Ramadan travelers to Philippines choose premium airline cabins


LESS tourists from the Middle East or the so-called Gulf Cooperation Council (GCC) states are traveling to the Philippines during the end-of-Ramadan holiday compared to the pre-pandemic levels. However, those who are visiting the country are flying aboard higher-priced airline cabins.

Data from ForwardKeys, a global aggregator of flight data based on actual bookings, showed flights booked from April 14 to 24 from GCC states to the Philippines, have just reached “51 percent of 2019 levels.”

However, Olivier Ponti, Vice President Insights of ForwardKeys told the BusinessMirror: “If one looks at travel from the Gulf to the Philippines at the end of Ramadan, the post-pandemic recovery looks significantly stronger considering journeys of up to eight nights. In that scenario, flight bookings are 30-percent behind pre-pandemic levels; but bookings in premium cabins are 16-percent ahead.”

Ramadan is a month-long period of dawn-to-dusk fasting for Muslims, culminating in the breaking of the season’s fast on Eid al Fitr, which ends on Friday in the Philippines. It has been a declared by Malacañang as a regular holiday.

The Department of Tourism considers the countries in the Middle East (includes Egypt and Jordan) as opportunity markets with total arrivals reaching 73,703 in 2019. Saudi Arabia accounted for 59 percent of total arrivals from the region that year.
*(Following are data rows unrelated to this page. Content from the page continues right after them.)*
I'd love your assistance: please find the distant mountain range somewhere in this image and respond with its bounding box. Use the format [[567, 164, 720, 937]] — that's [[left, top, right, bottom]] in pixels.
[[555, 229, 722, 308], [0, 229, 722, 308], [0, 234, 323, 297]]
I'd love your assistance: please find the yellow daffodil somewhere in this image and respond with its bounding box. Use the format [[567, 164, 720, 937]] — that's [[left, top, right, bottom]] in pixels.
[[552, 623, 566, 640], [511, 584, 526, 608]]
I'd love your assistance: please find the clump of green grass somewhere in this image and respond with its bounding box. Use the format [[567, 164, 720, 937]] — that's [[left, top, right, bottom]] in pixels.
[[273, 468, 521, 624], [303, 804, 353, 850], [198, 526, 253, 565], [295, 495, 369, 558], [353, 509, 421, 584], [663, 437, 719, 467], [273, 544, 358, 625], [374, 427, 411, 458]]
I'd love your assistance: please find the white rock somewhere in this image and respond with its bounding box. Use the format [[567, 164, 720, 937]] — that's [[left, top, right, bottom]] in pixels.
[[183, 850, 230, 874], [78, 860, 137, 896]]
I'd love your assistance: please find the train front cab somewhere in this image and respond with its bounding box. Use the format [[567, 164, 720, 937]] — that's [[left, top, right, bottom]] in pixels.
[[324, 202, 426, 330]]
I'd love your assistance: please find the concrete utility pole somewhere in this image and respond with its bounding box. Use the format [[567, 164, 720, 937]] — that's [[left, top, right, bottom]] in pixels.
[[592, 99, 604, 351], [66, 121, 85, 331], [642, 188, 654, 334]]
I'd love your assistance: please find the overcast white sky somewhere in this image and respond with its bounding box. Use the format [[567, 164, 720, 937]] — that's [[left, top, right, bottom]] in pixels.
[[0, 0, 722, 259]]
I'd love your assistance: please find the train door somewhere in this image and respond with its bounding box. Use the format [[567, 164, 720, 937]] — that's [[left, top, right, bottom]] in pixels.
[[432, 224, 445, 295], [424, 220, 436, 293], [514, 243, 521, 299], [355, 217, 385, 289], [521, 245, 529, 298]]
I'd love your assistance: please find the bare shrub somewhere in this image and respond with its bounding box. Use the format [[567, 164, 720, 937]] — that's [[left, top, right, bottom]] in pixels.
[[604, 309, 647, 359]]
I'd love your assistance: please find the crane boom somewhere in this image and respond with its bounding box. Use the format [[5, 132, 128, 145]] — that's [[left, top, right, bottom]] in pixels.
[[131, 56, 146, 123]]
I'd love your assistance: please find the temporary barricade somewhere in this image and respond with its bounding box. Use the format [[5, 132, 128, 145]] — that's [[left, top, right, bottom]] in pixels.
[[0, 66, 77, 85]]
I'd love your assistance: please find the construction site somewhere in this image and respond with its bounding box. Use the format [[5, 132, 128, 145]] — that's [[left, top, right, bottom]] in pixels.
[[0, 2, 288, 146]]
The slow pickup of Ramadan travel to the Philippines this year was reflective of the overall flight bookings by GCC states to other countries and other regions. According to ForwardKeys, as of March 31, outbound flight bookings from the GCC states for the three weeks running up to Eid Al-Fitr, the end of Ramadan, were 38-percent behind the equivalent period in 2019; and for the three weeks after Eid al-Fitr, they are 67-percent behind.

Not the ideal travel period

“Ramadan travel this year is still far behind the heights it reached before the pandemic in 2019,” noted Ponti. “However, a major factor in assessing the recovery of Ramadan travel are the dates when the festival falls due. In 2019 Eid al-Fitr was in June, a much better time of the year to travel, as the end of Ramadan was close to the start of the long summer school holidays in Saudi Arabia,” he added.

On the other hand, there were more flight bookings to GCC states during the period, at just 12 percent behind 2019 levels. “The major drag is travel to Saudi Arabia, where flight bookings are 40-percent behind 2019; and bookings for Kuwait are 43-percent behind. However, bookings for Bahrain are 16-percent ahead and for Qatar, the United Arab Emirates, and Oman are 39 percent, 47 percent, and 48 percent ahead respectively.”

For those traveling to the Philippines and staying from one to eight nights, as of April 7, Qatar appears to be on the rebound at booked flights just 3 percent less than the same equivalent period in 2019. This was followed by Kuwait at 17 percent less; Bahrain at -21 percent, Saudi Arabia at -29 percent, UAE at -39 percent, with the slowest recovery coming from Oman at -61 percent behind 2019 levels.

End-of-Ramadan holiday travel from GCC states to the Philippines last year was slightly better, with flight bookings increasing by 155 percent on April 22 to May 2 versus the equivalent period in 2021, or just 21 percent behind the 2019 levels. (See, PHL among top destinations for end-of-Ramadan travelers,” in the BusinessMirror, May 12, 2022.)